For the last few weeks, I have been going to some dressmaking classes nearby. I thought it might be useful for learning how to adjust and adapt patterns, as this is something I don’t do very much of.
For my first piece, I chose a pattern I had tried before nearly 4 years ago in my earlier days of garment making. It’s a shift dress from a Prima magazine in 2007. The tutor had advised to use a simple skirt or shift dress pattern, so it fitted the bill.
The first dress I made was sleeveless (mainly because I had bought a remnant which was not big enough to cut out the sleeves too). This time, my piece was big enough to make the short sleeved version.
I chose a light cotton weight polka dot fabric I had purchased at a wool shop. This is likely to crease while wearing it, but it was a good price and I didn’t want to spoil any really expensive fabric.

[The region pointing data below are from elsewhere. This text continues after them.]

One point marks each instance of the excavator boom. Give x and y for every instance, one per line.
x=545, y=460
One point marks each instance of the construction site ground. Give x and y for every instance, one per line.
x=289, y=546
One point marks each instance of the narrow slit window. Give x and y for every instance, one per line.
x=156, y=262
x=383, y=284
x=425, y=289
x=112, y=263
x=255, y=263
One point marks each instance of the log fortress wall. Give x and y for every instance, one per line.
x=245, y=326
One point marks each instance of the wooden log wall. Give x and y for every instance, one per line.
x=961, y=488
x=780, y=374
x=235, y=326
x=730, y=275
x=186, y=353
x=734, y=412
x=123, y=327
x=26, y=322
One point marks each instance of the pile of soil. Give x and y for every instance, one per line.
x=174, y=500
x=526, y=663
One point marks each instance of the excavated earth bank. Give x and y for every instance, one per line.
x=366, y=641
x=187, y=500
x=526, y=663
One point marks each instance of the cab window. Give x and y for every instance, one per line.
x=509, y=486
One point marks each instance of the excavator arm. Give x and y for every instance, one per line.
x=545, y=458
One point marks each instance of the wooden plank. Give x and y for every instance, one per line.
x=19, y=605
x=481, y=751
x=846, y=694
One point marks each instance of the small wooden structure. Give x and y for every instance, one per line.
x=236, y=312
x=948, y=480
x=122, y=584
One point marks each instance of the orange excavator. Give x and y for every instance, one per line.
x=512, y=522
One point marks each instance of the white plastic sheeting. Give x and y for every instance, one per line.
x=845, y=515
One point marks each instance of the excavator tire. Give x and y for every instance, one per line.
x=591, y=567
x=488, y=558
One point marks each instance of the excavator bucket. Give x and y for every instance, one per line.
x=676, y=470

One great advantage in a sewing group is that someone is there to help pin up the back when you tack the pieces together to check the fit. I must admit that this was the main difference between my own sewing at home and sewing in a class – I didn’t skip this step (although we did actually tack to check the fit all those years ago when I made the sleeveless version). It turns out that I am a relatively standard size. There was a slight adjustment in the back seam where the zip goes, but the darts were in the correct places anyway. This may be why I haven’t had to make many adjustments so far.
The tutor loves to put in the zip after stitching the seams, contrary to the instructions, which is fine but made it a bit more challenging to insert. I stitched too close to the zip as well, which means it’s not covered very well and there’s the odd pucker. Also, when I’ve tried sleeves in the past, I normally had to create a loose stitch to ease it in, but the tutor simply pinned it in place for me to tack then sew. I’m not completely sure about this method and think I might stick to the additional stitching assistance for any projects at home.
I was going to wait until the next class before hemming the dress, but seeing as there is only another 5 sessions left and I have another project lined up which would benefit from additional guidance, I chose to hem at home. Hemming in a class situation is ideal as the tutor can pin it for you, but I have a lovely tailor’s dummy in my home, so I took advantage of the hem attachment on it. I hand stitched the hem instead of top-stitching, as I’m getting fond of this hand sewn element!
So the dress is complete, and while I am disappointed with the zip, it’s not too bad. As a pattern, I think it’s a great staple to your collection, if you happen to have a copy or find one in a charity shop. It is not as descriptive as other patterns (it doesn’t remind you to understitch, for example) but does provide guidance on inserting zips if you were making it at home alone. It’s a very summery make though, so I suspect it may stay on my tailor’s dummy for a while… (it was a windy day when I took the photos!)